Trend channels and trend lines are powerful tools for trading as they help traders out with various aspects of trading. Here are at least five of them:
- Entering a trade
- Exiting a trade
- Risk management
- Stop loss placement
- Identifying rend & reversal
They offer great value and are multi-functional as you can see. Let’s start with the trend.
Price channels are indicative of trend direction and basically there are two types of price trend channels.
- Bullish or Rising Channel
- Bearish or Falling Channel
Learn how to Trade Bullish Channels
With these types of channels price makes continuous higher highs and higher lows. The lower trend line of the channel acts as support whereas the higher trend line of the channel acts as resistance.

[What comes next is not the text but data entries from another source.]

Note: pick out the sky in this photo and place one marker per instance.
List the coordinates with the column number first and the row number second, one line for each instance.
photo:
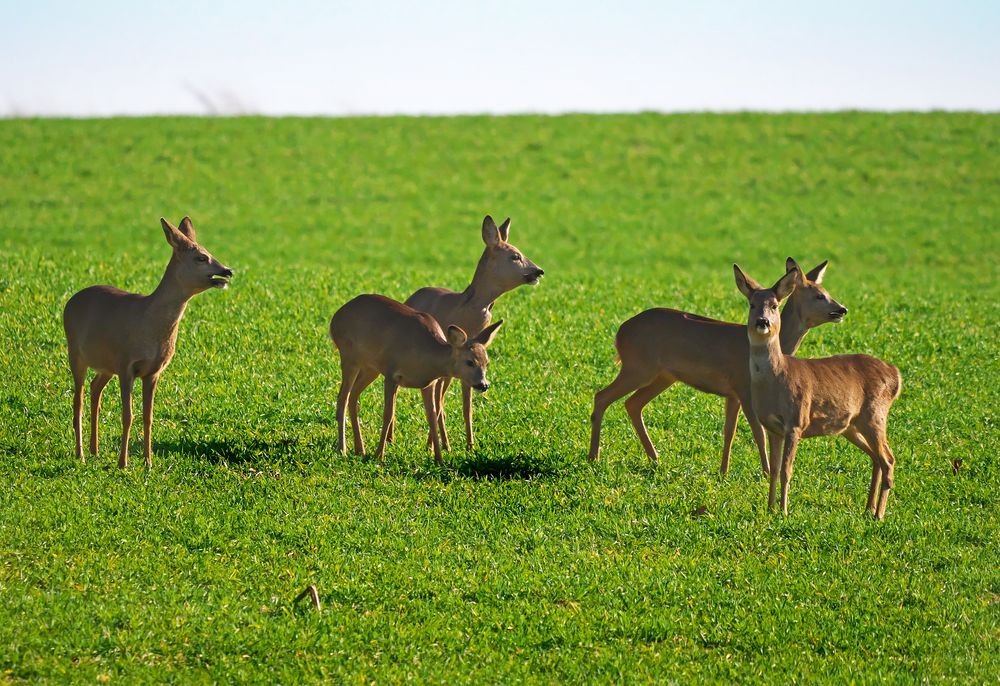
column 137, row 57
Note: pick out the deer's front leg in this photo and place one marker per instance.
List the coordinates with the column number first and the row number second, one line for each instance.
column 430, row 409
column 126, row 383
column 787, row 461
column 148, row 391
column 467, row 411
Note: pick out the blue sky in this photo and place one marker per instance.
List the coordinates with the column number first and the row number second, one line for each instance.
column 116, row 57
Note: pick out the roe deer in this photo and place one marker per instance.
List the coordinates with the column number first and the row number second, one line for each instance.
column 796, row 398
column 661, row 346
column 502, row 268
column 376, row 335
column 133, row 336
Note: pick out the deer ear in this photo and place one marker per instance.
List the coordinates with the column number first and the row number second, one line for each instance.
column 817, row 272
column 187, row 228
column 174, row 237
column 505, row 229
column 487, row 335
column 456, row 336
column 491, row 234
column 746, row 285
column 784, row 286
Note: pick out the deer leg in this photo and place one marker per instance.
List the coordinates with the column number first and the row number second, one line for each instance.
column 430, row 409
column 757, row 429
column 774, row 444
column 349, row 373
column 439, row 406
column 79, row 376
column 388, row 411
column 787, row 462
column 852, row 435
column 365, row 379
column 96, row 389
column 626, row 382
column 635, row 405
column 148, row 393
column 729, row 432
column 126, row 381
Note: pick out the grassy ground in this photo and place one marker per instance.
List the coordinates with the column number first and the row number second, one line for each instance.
column 519, row 561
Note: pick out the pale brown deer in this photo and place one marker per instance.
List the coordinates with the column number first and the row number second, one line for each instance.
column 662, row 346
column 376, row 335
column 133, row 336
column 847, row 395
column 502, row 268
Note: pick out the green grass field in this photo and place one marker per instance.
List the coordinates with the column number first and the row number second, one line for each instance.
column 519, row 561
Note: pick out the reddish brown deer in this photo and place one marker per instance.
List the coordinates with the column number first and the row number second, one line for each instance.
column 661, row 346
column 848, row 395
column 502, row 268
column 133, row 336
column 376, row 335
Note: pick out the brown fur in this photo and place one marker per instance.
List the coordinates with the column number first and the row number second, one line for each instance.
column 848, row 395
column 134, row 336
column 499, row 271
column 661, row 346
column 376, row 335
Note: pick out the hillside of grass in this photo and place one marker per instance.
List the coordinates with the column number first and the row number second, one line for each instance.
column 518, row 561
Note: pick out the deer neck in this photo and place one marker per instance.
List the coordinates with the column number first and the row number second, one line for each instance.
column 483, row 291
column 793, row 328
column 166, row 304
column 767, row 360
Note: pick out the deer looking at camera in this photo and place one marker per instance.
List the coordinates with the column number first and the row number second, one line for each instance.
column 502, row 268
column 849, row 395
column 376, row 335
column 661, row 346
column 133, row 336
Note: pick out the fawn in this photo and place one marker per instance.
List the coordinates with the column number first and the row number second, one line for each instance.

Trading the Bullish Channel:
- Longs are taken at channel support
- Stop loss is placed below the previous low(s)
- Target should be the next channel resistance
The image below shows an example of a bullish channel.
Figure 1: bullish channel example
Learn how to Trade Bearish Channels
In a bearish/falling channel price makes lower lows and lower highs. The lower trend line of the channel acts as support and the higher trend line of the channel acts as resistance.

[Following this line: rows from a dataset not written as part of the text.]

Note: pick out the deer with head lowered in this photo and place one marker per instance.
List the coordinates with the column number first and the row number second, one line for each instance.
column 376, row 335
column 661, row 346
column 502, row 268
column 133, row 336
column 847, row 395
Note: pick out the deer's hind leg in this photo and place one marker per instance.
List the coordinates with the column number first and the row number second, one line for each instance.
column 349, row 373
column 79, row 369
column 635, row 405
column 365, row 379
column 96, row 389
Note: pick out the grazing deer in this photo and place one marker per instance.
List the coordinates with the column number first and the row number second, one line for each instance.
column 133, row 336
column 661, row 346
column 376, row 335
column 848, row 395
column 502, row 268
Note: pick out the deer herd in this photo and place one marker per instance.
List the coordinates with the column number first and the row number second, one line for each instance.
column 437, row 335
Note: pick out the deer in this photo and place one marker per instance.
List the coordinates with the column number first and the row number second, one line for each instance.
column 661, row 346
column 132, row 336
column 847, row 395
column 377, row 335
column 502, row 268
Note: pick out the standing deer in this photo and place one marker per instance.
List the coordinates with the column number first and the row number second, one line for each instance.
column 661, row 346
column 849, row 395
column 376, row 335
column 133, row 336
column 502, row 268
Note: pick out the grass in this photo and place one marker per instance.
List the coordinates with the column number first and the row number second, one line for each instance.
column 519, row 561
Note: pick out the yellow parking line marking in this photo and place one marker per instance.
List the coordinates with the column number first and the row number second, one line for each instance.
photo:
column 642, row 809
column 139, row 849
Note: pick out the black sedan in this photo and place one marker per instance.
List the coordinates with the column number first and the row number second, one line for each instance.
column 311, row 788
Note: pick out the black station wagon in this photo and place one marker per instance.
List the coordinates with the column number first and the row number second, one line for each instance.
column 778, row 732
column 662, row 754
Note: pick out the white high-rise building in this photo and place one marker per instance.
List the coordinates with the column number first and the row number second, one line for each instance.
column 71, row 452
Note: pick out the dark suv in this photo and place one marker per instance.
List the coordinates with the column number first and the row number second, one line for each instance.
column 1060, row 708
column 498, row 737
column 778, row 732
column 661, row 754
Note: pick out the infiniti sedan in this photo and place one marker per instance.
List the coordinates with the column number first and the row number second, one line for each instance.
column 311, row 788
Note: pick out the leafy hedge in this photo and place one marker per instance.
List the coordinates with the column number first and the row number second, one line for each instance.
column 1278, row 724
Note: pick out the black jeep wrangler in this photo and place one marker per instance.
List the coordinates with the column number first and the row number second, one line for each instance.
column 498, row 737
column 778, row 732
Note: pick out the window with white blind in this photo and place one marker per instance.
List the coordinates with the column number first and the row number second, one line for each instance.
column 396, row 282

Trading the Bearish Channel:
- Shorts are taken at channel resistance
- Stop loss is placed at the previous high(s)
- Target should be the next channel support
The image below shows an example of a bearish channel.

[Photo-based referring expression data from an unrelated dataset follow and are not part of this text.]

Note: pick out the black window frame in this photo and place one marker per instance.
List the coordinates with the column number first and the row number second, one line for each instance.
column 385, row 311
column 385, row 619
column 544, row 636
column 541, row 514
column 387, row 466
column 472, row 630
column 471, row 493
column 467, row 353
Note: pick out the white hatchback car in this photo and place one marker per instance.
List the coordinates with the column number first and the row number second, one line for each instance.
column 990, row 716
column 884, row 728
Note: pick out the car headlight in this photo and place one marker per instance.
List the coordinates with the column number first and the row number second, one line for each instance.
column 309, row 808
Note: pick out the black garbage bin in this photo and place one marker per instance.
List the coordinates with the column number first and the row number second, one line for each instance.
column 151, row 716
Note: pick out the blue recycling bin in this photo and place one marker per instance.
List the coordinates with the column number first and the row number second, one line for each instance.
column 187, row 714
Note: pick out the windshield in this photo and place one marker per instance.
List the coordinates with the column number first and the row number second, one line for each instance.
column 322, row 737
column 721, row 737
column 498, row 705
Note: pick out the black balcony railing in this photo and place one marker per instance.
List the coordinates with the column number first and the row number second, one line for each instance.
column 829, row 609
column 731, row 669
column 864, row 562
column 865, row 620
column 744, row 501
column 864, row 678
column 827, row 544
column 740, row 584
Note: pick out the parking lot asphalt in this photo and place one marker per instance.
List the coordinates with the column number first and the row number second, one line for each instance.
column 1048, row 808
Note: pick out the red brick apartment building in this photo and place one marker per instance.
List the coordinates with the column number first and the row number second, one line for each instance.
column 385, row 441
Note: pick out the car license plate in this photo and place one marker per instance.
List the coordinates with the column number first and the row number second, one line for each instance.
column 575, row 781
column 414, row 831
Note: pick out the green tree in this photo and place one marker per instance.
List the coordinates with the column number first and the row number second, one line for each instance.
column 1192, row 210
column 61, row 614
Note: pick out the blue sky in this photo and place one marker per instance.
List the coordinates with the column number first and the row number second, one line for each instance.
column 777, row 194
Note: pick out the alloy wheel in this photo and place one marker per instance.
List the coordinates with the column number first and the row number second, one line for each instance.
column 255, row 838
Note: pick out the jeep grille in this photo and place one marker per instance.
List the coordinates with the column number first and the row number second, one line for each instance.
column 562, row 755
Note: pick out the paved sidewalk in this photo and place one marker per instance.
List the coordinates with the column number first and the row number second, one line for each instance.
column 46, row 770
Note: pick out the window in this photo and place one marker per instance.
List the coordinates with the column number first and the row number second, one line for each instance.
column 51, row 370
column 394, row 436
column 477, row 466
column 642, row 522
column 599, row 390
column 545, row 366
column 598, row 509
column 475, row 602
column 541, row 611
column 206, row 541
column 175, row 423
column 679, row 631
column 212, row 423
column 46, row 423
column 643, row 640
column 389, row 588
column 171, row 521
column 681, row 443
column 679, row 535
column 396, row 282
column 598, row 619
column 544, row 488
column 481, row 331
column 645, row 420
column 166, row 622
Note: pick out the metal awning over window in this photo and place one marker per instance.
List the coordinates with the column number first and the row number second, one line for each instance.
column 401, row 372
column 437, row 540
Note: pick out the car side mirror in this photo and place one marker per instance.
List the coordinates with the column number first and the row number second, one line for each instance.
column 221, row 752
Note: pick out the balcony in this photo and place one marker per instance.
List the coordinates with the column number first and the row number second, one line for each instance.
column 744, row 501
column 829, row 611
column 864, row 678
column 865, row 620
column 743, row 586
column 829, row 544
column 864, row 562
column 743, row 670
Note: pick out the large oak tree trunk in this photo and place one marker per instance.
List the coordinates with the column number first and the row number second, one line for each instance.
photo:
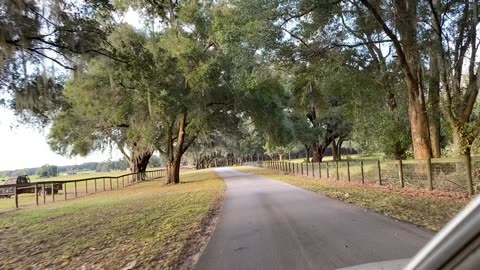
column 173, row 172
column 307, row 153
column 174, row 154
column 408, row 54
column 420, row 129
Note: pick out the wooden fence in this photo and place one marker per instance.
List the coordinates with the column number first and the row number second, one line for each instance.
column 41, row 192
column 449, row 174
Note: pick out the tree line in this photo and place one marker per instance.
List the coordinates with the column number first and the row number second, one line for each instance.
column 242, row 80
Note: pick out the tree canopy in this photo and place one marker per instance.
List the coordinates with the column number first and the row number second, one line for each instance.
column 224, row 81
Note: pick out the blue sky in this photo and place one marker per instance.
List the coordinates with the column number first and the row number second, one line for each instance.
column 24, row 147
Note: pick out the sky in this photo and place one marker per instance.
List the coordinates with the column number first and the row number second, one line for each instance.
column 22, row 146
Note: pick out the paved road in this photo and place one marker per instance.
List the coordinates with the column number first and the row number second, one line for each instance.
column 266, row 224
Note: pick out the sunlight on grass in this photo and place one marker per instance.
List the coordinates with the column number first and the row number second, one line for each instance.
column 148, row 223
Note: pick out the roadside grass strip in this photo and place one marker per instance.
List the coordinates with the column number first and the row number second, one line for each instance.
column 147, row 225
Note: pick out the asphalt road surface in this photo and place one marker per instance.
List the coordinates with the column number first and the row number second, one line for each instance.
column 266, row 224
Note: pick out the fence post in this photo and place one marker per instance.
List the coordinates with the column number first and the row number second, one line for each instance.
column 53, row 193
column 429, row 174
column 328, row 171
column 348, row 171
column 336, row 164
column 44, row 194
column 469, row 175
column 400, row 173
column 379, row 173
column 36, row 194
column 361, row 170
column 16, row 197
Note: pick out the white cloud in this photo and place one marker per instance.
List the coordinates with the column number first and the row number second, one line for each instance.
column 26, row 147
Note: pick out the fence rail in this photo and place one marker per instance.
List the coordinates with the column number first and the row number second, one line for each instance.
column 449, row 174
column 52, row 191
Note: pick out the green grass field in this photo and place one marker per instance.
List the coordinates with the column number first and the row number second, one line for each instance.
column 148, row 225
column 428, row 209
column 83, row 188
column 344, row 157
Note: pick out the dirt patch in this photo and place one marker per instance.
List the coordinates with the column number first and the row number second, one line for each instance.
column 198, row 242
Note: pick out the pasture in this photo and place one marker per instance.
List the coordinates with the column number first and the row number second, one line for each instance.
column 147, row 225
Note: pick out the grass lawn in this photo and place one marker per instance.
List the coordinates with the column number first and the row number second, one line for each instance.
column 424, row 208
column 355, row 157
column 147, row 225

Figure 2: bearish channel example
How can Channels Indicate Reversals?
Time frames and channels are an important tool for professional/experienced traders because a channel is not always able to provide support and resistance each time.
At one point price will break below the uptrend channel or above the downtrend channel. The break of the trend channel indicates the start of a reversal or consolidation. The USD/JPY daily chart below shows examples of channel break spots and reversals.
Figure 3: reversal example
Trend Channels and Invalidation Levels:
Sometimes price makes a channel with no false breaks but occasionally price breaks the structure as shown in the chart below. However, price actually did not reverse because the break turned out to be ‘false’.
The false break of the channel can happen. To cater this problem, a previous higher low (In case of bullish channel) should be seen as a point of invalidation and confirmation. If price breaks this level, then the channel is considered finished and completed but price fails to break the support level, then the channel is still active and alive.